One early winter morning, just before 6 a.m., SG woke up suddenly. She had heard soft footsteps and assumed her grandfather was up again. Curious and still sleepy, she wandered out to the living room—only to find it completely dark, with no lights on. She paused at the doorway.

That’s when she saw it: a silhouette of a person standing perfectly still behind the curtain, as if staring out the window. The form was unmistakably human—tall, slightly hunched, and entirely motionless.

Thinking it was her grandfather, she called out to him.

No answer.

She approached slowly, heart pounding. The air felt wrong—too still, too cold, as if the temperature had dropped. When she finally touched the curtain and pulled it aside—

There was no one there.

No one in the room.
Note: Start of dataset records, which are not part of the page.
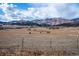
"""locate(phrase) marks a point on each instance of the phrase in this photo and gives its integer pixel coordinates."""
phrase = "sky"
(32, 11)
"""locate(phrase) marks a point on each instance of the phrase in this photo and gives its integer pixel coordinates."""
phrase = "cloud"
(39, 11)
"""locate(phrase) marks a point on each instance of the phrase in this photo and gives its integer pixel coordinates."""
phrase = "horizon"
(32, 11)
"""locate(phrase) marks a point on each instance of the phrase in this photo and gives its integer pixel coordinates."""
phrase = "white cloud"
(39, 11)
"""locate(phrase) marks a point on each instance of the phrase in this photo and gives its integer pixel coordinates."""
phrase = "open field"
(41, 41)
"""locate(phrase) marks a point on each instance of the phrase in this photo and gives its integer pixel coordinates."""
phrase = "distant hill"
(45, 22)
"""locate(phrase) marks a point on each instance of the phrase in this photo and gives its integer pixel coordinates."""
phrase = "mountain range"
(45, 22)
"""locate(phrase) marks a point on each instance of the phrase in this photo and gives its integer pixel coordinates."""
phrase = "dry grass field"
(40, 41)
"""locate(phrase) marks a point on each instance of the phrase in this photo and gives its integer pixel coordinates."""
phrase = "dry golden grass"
(63, 41)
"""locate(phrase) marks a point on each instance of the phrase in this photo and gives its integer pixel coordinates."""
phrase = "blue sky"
(32, 11)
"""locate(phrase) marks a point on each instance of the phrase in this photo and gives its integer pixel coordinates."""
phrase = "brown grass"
(56, 42)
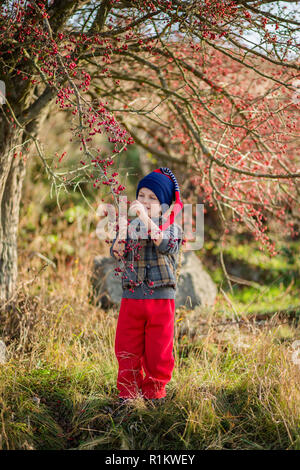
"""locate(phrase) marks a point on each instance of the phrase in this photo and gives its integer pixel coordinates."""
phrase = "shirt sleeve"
(172, 239)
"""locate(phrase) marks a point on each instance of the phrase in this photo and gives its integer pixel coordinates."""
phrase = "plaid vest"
(145, 263)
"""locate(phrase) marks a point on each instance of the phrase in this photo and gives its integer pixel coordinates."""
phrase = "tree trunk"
(12, 172)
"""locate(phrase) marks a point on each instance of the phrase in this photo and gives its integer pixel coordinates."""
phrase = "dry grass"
(234, 386)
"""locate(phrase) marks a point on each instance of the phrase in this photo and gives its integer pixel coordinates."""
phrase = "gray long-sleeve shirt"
(143, 291)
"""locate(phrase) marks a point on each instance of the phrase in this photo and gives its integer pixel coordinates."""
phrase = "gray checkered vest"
(145, 263)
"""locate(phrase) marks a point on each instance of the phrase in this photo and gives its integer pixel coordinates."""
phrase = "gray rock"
(195, 286)
(2, 352)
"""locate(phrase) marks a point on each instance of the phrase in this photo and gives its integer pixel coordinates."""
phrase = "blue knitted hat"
(164, 185)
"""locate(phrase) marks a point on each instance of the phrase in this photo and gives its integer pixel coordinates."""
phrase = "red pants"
(144, 341)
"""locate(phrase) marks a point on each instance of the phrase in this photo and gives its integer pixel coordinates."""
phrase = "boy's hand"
(137, 208)
(123, 225)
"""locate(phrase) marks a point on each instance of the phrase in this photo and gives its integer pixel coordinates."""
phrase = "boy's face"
(150, 202)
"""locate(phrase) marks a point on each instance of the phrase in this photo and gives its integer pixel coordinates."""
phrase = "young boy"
(145, 329)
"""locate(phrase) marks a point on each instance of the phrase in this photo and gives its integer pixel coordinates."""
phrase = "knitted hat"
(164, 185)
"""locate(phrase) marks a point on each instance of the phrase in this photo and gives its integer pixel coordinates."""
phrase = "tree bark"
(12, 172)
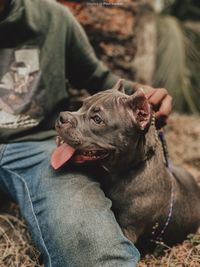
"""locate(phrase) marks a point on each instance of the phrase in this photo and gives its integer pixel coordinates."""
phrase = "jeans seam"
(2, 150)
(32, 209)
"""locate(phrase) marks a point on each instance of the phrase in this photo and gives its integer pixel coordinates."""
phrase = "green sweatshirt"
(42, 45)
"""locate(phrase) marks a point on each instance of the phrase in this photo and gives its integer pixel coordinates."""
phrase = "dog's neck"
(148, 147)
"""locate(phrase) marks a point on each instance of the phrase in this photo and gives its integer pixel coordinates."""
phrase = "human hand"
(161, 102)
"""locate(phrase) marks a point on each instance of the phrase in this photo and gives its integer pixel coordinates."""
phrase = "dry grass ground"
(183, 134)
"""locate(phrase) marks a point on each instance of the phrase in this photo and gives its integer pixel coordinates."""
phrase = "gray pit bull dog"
(150, 201)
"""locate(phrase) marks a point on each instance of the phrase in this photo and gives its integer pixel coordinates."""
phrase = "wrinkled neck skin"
(143, 152)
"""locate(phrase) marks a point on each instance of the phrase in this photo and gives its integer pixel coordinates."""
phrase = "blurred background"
(153, 42)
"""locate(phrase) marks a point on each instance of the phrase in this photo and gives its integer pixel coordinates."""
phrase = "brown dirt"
(183, 135)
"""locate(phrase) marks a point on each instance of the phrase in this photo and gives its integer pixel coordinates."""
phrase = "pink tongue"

No sound of footsteps. No open windows. Just the snow falling silently outside.

Terrified, she ran back to her room and hid under her blanket. She didn’t tell anyone for weeks.

Informant’s Thoughts (SG):

SG says what disturbed her most wasn’t the sight of the shadow, but the fact that she saw it so clearly, and yet her grandfather had still been asleep in his room the whole time. Years later, she still isn’t sure if it was a dream, a hallucination, or something else.

What unsettles her most is that she continues to experience the exact same dream every few years: waking up in a different place, walking into a dark living room, and seeing a shadow behind a curtain.

Each time, she says, she wakes up before pulling the curtain open.

My Thoughts:

To me, what makes SG’s story haunting isn’t just the visual horror of the silhouette—it’s the way it has embedded itself into her memory and dreams, repeating like a ritual.

I’m struck by how familiar this setting feels: cold northern apartment, heavy winter curtains, the eeriness of early morning silence. Even though nothing explicitly supernatural happens, the ambiguity makes it even scarier.

It also makes me think about how many ghost stories we hear as children in China are tied to domestic spaces—kitchens, hallways, staircases—not abandoned mansions or graveyards. They are ordinary spaces made terrifying by something just a little out of place.

This story lingered with me long after she told it—not because of a ghost, but because of the uncertainty that still follows her.